Zone-specific Automatic Computer-aided Detection of Prostate Cancer in MRI

G. Litjens, J. Barentsz, N. Karssemeijer and H. Huisman

Annual Meeting of the Radiological Society of North America (2011)

Abstract

PURPOSE Interpretation of multi-parametric MRI findings in the peripheral zone (PZ) or the transition zone (TZ) of the prostate is different. Therefore, this study investigates the performance of zone-specific computer-aided detection (CAD) as opposed to whole-prostate CAD. METHOD AND MATERIALS 117 consecutive prostate MRI?s from 2009 were extracted from our database. 71/117 MRI?s showed no malignant findings, 26/117 patients had a PZ tumor, 20/117 a TZ tumor. The MRI?s were acquired on a 3T MR scanner (Siemens Trio Tim, Erlangen, Germany) and included T2-weighted images (T2WI), dynamic contrast enhanced MRI (DCE-MRI), and diffusion-weighted images (DWI). From DCE-MRI and DWI pharmacokinetic parameters (PK) and ADC maps were calculated respectively. Lesion locations were indicated by an expert radiologist. Histology was obtained using MR-guided biopsy or prostatectomy. A two-stage classification strategy was used. The prostate was segmented using an atlas based method including PZ and TZ. First stage voxel classification resulted in a likelihood map, in which local maxima were detected. Then, a region was segmented for each local maximum. Second stage classification resulted in a malignancy likelihood per region. Voxel features used were the T2WI intensities, PK and ADC values and blob detection values for T2WI, ADC and PK images. For the second stage 25th- and 75th-percentiles within the segmented regions were calculated for all voxel features including the initial likelihood map.
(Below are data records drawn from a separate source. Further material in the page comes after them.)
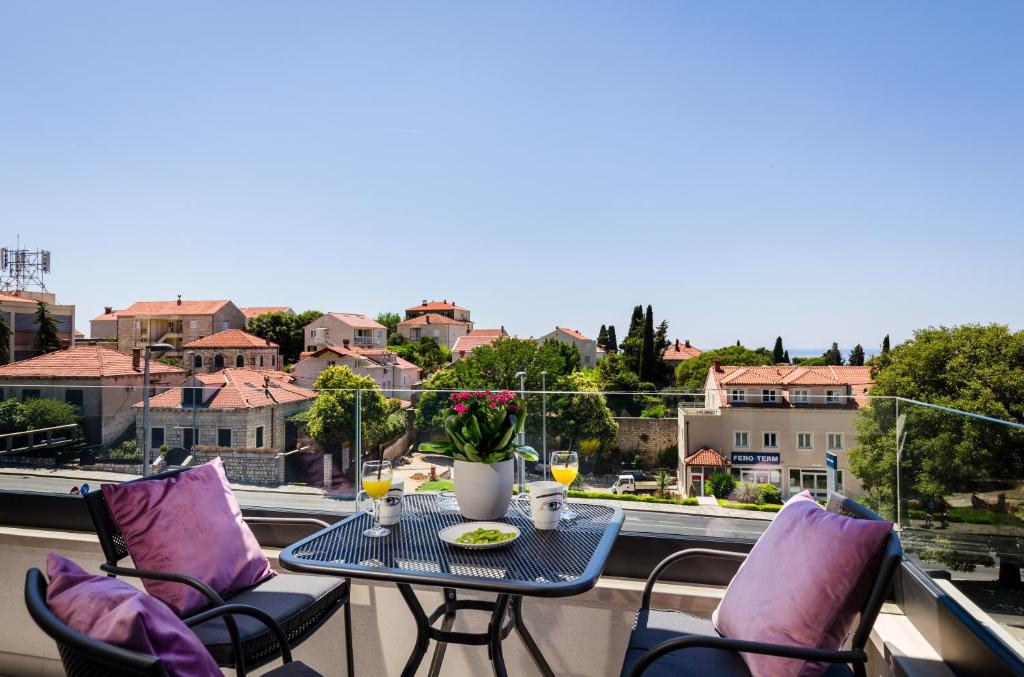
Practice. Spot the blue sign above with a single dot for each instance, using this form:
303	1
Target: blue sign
749	458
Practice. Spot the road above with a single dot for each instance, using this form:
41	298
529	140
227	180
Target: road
636	520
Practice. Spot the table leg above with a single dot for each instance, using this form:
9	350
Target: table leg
422	630
495	635
438	658
527	639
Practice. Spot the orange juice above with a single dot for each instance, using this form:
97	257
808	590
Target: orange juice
376	488
564	474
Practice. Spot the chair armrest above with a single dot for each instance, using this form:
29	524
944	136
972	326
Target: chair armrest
683	554
782	650
207	591
286	520
245	609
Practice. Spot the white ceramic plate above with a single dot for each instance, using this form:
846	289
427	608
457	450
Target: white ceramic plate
452	533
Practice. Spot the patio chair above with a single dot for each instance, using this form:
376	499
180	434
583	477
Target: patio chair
668	642
299	603
84	657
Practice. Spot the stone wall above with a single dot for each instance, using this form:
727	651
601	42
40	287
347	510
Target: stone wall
250	466
648	437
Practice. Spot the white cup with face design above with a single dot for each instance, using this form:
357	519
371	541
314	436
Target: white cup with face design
390	505
546	501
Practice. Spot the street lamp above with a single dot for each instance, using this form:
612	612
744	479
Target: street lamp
522	436
160	348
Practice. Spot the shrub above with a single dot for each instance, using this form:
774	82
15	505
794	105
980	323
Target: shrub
721	483
769	494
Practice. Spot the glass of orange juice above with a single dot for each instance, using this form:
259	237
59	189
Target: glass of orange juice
564	468
377	476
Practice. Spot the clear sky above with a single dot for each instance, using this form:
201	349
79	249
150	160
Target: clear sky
824	171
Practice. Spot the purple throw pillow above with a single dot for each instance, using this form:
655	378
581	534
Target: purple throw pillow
802	585
188	523
116	612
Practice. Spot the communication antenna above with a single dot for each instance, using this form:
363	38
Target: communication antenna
24	268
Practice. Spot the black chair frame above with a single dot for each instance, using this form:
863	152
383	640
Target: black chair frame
84	657
115	549
855	657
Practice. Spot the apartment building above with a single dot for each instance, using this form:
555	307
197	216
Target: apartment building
101	383
386	369
175	323
774	425
231	347
474	339
230	409
345	330
589	353
17	309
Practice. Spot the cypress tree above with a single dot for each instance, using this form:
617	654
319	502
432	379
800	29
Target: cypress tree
47	338
778	354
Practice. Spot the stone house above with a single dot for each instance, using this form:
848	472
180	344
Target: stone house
230	409
176	323
101	383
17	309
387	370
344	330
231	347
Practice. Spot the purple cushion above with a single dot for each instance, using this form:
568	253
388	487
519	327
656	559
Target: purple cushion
802	584
187	523
114	611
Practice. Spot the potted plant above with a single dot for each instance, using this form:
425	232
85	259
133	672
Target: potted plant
481	434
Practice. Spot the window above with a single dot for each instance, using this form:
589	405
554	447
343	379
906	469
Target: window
75	397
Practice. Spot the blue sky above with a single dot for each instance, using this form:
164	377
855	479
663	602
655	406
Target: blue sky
824	171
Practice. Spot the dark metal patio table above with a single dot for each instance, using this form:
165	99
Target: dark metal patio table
561	562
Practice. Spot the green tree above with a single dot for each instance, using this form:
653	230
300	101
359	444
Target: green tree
833	355
691	374
973	368
5	334
778	354
390	322
47	337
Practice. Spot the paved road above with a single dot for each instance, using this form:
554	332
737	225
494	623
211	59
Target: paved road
636	520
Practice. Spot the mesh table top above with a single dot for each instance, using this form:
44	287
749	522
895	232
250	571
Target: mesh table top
558	562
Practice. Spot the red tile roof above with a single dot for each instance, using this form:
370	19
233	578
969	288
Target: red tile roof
143	308
240	388
434	305
707	456
679	350
431	319
253	310
231	338
82	362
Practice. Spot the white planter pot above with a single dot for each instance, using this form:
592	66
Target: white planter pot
483	490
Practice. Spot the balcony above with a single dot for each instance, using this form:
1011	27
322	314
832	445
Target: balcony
956	600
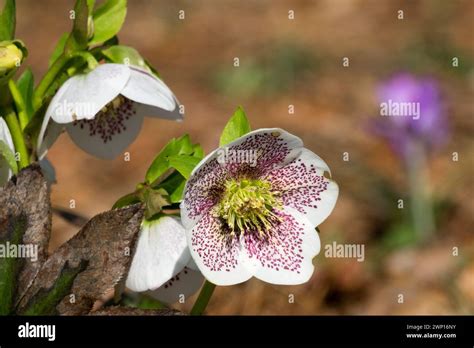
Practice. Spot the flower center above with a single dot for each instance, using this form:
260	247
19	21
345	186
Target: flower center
248	205
110	120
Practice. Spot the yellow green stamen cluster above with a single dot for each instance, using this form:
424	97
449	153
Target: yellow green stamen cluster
248	205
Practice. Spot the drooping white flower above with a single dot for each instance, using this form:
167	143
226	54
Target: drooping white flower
162	264
103	110
6	137
257	217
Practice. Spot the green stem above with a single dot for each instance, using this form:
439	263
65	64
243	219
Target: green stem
203	298
48	79
56	70
17	136
20	103
421	209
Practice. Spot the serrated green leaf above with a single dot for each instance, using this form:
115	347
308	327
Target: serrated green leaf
125	55
174	185
177	195
9	156
59	49
108	20
237	126
8	21
128	199
184	164
198	151
161	163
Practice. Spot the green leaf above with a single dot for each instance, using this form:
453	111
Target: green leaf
108	19
184	164
177	195
128	199
237	126
174	185
125	55
78	38
59	49
8	21
25	84
9	156
161	163
155	200
10	266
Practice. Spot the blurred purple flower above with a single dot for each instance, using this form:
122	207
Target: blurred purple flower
430	129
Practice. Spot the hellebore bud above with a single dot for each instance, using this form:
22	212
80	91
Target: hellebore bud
10	59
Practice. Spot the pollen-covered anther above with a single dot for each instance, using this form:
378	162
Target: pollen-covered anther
249	206
110	120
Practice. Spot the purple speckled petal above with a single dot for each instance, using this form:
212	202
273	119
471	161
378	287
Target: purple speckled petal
287	257
185	283
219	262
304	188
273	148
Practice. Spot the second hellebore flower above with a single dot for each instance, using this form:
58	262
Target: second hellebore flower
257	216
162	265
103	110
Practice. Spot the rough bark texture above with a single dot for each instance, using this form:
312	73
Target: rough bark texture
26	196
88	265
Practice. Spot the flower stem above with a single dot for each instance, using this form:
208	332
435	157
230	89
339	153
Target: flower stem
17	136
203	298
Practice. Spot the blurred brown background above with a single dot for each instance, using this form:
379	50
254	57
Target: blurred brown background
299	62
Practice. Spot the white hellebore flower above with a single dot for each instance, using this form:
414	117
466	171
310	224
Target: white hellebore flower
256	217
6	137
162	264
103	110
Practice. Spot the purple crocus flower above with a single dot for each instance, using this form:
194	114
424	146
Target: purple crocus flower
429	127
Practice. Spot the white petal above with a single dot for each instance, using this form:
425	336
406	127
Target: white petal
105	146
156	98
304	186
220	263
49	133
273	148
287	257
161	253
83	96
185	283
6	137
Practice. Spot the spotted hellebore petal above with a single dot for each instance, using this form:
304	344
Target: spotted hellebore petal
103	110
6	137
185	283
246	217
162	263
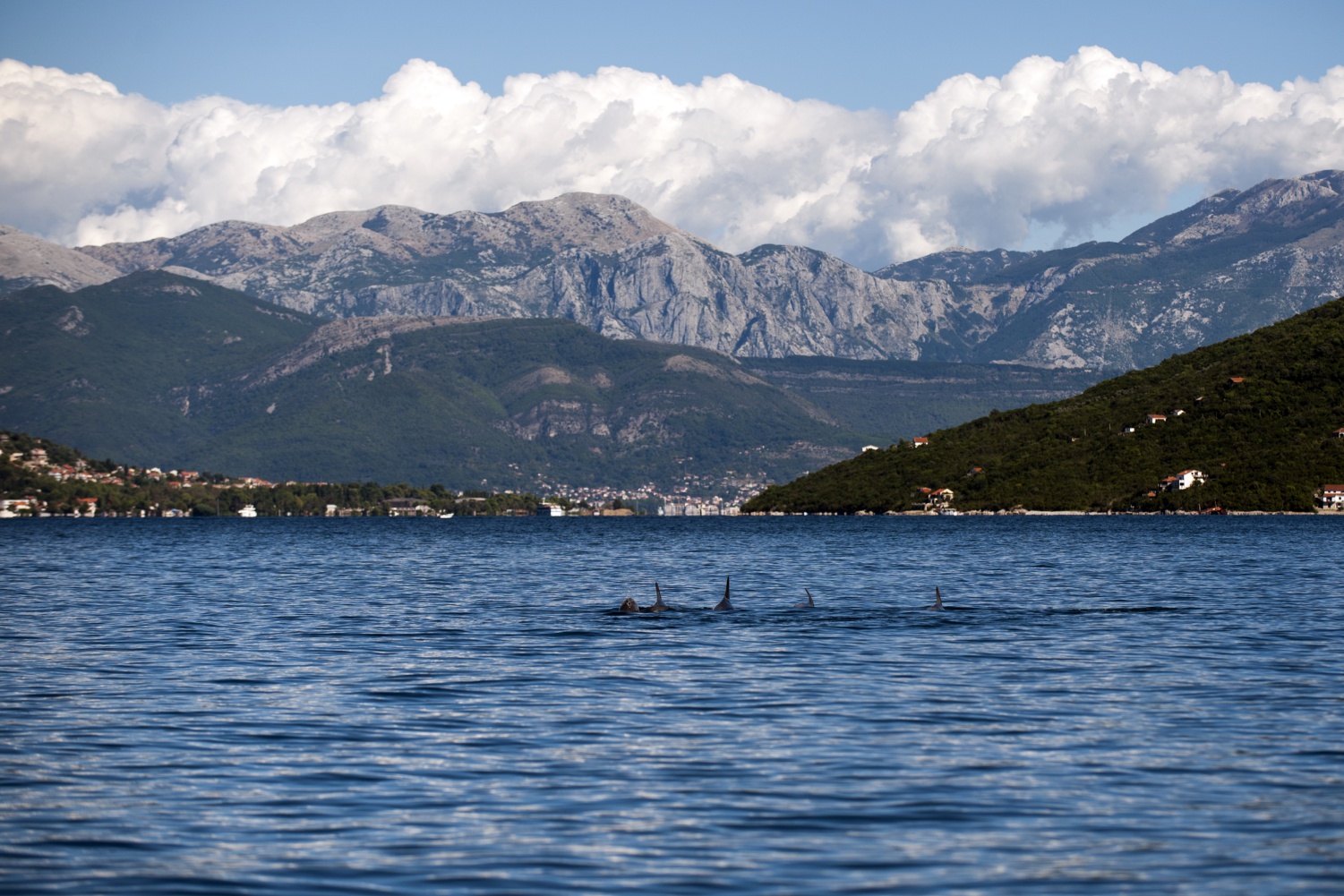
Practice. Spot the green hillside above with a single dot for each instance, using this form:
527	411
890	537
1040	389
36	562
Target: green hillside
168	371
1266	442
177	372
109	367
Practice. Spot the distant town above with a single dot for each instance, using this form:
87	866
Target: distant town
42	479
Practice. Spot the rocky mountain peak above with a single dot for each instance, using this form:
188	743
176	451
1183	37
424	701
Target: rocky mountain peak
29	260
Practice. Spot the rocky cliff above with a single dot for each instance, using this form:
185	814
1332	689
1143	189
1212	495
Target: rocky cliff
1226	265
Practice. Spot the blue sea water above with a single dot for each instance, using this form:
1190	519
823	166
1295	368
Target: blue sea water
1108	705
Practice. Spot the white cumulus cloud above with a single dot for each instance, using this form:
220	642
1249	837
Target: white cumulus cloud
979	161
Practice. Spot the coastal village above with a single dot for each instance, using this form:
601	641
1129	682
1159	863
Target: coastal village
183	493
64	466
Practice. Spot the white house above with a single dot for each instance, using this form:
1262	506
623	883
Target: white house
1185	480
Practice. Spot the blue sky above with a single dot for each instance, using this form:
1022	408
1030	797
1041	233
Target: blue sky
858	55
977	124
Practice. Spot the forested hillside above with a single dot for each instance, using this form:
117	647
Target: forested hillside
1257	414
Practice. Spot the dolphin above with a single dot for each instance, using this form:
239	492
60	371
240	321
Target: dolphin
657	605
724	603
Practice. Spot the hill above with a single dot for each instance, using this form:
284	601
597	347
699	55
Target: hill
1233	262
1257	414
164	370
175	371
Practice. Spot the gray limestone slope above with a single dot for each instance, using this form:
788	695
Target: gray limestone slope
601	260
1228	265
29	260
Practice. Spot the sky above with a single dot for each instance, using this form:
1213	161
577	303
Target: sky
874	131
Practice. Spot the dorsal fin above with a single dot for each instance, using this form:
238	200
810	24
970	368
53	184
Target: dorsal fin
724	603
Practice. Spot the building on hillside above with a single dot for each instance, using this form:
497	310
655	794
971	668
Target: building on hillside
407	507
1332	496
1185	480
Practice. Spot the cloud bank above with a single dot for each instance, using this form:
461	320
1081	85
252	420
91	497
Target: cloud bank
979	161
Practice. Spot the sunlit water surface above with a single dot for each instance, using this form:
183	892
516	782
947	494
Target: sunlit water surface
1109	705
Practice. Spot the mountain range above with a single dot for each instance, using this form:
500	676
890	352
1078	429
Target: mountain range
1233	262
1250	423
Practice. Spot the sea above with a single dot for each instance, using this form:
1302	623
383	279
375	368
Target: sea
1129	704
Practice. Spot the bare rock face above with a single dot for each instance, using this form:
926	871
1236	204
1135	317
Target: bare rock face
27	260
1225	266
601	260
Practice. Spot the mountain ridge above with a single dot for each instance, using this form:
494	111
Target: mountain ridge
1228	263
1252	423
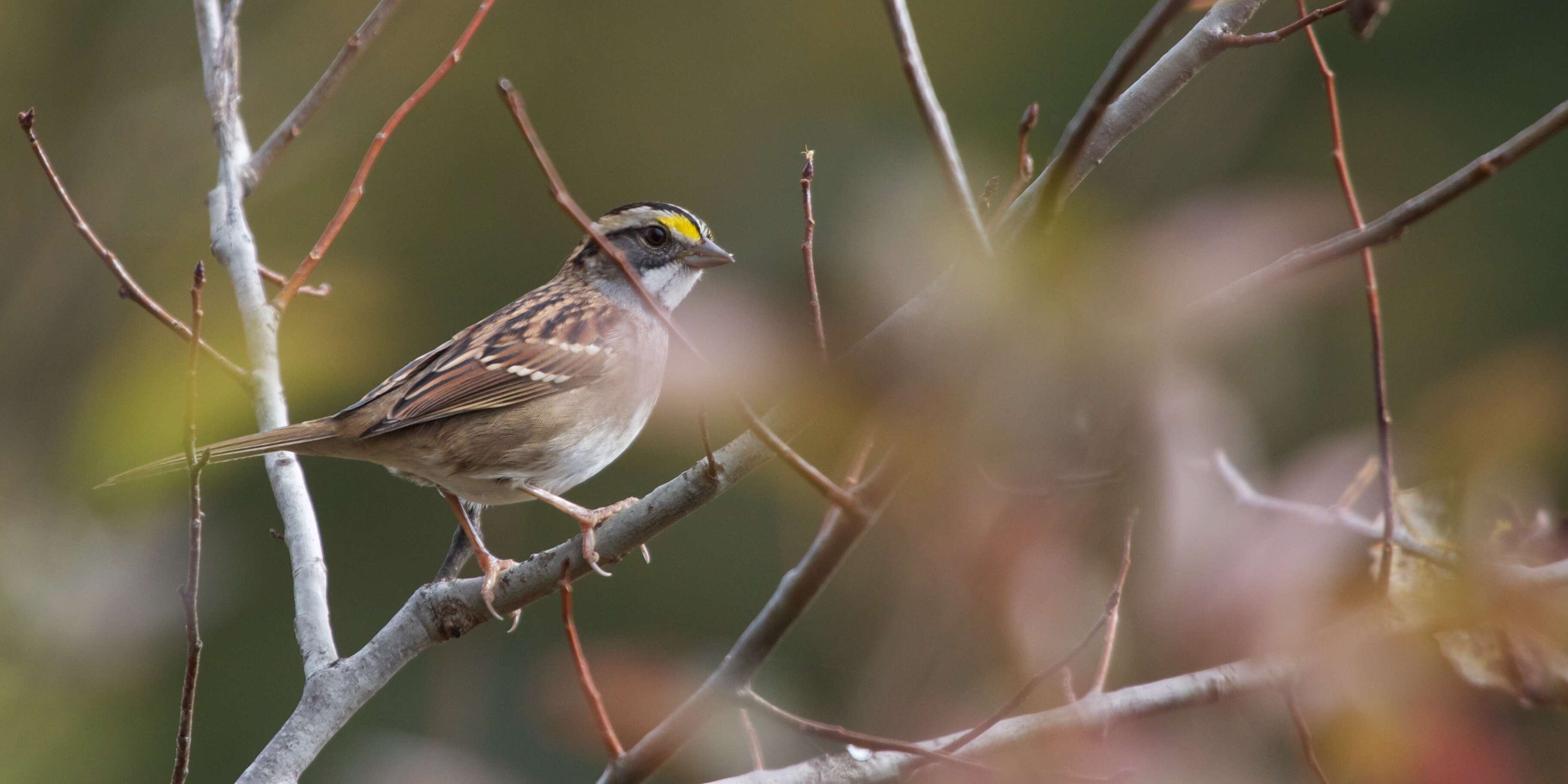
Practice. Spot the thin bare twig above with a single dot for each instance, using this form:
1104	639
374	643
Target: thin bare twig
1304	734
127	285
1075	140
1026	165
356	189
935	120
849	736
612	744
1285	32
1114	609
1339	517
278	278
289	129
752	741
1365	16
807	254
1385	440
795	592
1393	223
711	468
563	198
195	465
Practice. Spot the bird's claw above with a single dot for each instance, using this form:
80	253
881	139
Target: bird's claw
593	520
493	570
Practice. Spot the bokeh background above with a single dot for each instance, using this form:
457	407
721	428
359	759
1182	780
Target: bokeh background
966	586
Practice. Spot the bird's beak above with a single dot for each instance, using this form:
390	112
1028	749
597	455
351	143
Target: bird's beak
706	254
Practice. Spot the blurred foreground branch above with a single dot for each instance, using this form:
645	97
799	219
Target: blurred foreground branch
1090	713
1134	107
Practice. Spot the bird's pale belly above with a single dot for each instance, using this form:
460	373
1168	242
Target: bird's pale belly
554	465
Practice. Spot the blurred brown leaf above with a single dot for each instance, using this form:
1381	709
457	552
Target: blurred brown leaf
1507	654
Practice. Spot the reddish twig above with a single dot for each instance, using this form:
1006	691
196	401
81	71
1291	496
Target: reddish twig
711	468
807	254
753	741
1304	734
1395	222
289	129
1082	124
278	278
1026	165
563	198
1234	40
195	465
852	738
988	193
1061	666
612	744
356	189
1114	609
127	285
1374	308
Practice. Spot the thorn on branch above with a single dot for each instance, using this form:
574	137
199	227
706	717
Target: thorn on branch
752	741
711	468
1026	165
1114	607
1304	734
356	189
189	592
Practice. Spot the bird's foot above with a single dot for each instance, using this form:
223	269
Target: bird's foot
493	568
592	521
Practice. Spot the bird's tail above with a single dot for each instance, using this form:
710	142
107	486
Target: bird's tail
251	446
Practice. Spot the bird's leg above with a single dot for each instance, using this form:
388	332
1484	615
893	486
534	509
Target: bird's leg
461	549
588	520
488	564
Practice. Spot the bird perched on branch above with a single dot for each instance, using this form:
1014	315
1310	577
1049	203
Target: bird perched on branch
532	400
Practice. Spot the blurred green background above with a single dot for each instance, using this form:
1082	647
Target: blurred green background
708	105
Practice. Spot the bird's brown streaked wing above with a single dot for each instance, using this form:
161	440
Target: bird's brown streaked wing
397	378
535	347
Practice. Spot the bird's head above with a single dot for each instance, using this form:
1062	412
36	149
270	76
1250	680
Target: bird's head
667	247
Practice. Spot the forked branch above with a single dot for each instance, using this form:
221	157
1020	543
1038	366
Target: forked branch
1392	225
356	187
127	285
563	198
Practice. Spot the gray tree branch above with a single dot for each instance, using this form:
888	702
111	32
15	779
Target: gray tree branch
294	124
234	247
1090	713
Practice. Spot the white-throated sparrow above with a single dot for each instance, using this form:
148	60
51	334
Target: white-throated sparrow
532	400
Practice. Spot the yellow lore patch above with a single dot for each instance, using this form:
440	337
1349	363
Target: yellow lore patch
683	225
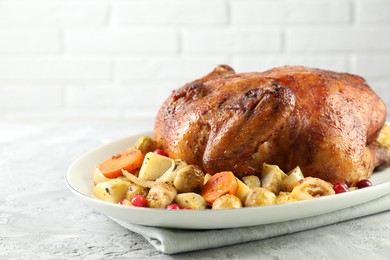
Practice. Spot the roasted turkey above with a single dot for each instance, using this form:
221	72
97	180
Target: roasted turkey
324	122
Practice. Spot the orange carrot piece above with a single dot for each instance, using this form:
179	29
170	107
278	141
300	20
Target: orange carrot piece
128	160
219	184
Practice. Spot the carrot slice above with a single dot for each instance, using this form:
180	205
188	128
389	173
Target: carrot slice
219	184
128	160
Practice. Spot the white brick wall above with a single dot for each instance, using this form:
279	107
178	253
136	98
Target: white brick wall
119	59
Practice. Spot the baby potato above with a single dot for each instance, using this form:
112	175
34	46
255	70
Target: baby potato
135	189
98	176
284	197
190	200
206	178
272	177
161	194
251	181
227	201
146	144
188	179
154	166
242	190
294	176
312	188
260	197
113	190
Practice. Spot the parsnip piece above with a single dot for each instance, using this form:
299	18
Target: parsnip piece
190	200
292	179
154	166
227	201
272	177
260	197
113	190
242	190
251	181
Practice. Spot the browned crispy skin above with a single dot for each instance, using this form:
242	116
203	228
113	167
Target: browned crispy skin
323	121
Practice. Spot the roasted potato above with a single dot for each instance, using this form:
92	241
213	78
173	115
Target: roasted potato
284	197
260	197
146	144
113	190
311	188
190	200
98	176
251	181
154	166
292	179
161	194
272	177
135	189
242	190
189	179
227	201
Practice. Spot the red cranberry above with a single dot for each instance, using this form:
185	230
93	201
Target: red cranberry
161	152
363	184
173	207
139	201
340	187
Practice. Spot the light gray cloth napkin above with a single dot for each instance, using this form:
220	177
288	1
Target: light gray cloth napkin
171	241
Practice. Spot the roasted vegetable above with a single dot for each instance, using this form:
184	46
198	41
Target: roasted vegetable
161	194
292	179
113	190
135	189
242	190
219	184
190	200
311	188
146	144
251	181
189	179
128	160
154	166
260	197
272	177
227	201
284	197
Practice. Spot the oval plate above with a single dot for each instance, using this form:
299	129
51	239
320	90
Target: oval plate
79	178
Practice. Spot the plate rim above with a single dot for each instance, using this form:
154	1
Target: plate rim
98	204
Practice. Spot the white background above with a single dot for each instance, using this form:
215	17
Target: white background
100	60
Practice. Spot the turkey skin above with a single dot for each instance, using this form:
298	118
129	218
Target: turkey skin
325	122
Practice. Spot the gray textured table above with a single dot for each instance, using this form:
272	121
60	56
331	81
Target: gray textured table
41	219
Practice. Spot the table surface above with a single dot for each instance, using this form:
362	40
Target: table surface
41	219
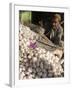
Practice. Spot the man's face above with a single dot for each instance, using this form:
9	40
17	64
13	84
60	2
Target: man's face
55	23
Classification in both stages was performed using a whole-prostate classifier or two separate zone-specific classifiers. The first stage used linear discriminant classifiers, the second stage support vector machine classifiers. Validation was performed in a leave-one-patient-out manner. FROC calculation and statistical analysis were performed using the JAFROC software package. The figure-of-merit (FOM) used is the area under the alternative FROC (AFROC) curve. RESULTS Zone-specific CAD was significantly better than whole-prostate CAD (FOM 0.63 vs. 0.48, p < 0.05). At 0.1, 1.0 and 3.0 false positives per patient the sensitivity of the zone-specific system was 0.23, 0.5 and 0.87 compared to 0.05, 0.22 and 0.47. CONCLUSION A zone-specific CAD system has significantly higher performance than a whole-prostate CAD system. CLINICAL RELEVANCE/APPLICATION CAD can help the radiologist read prostate MRI and might reduce oversight and perception errors in both PZ and TZ.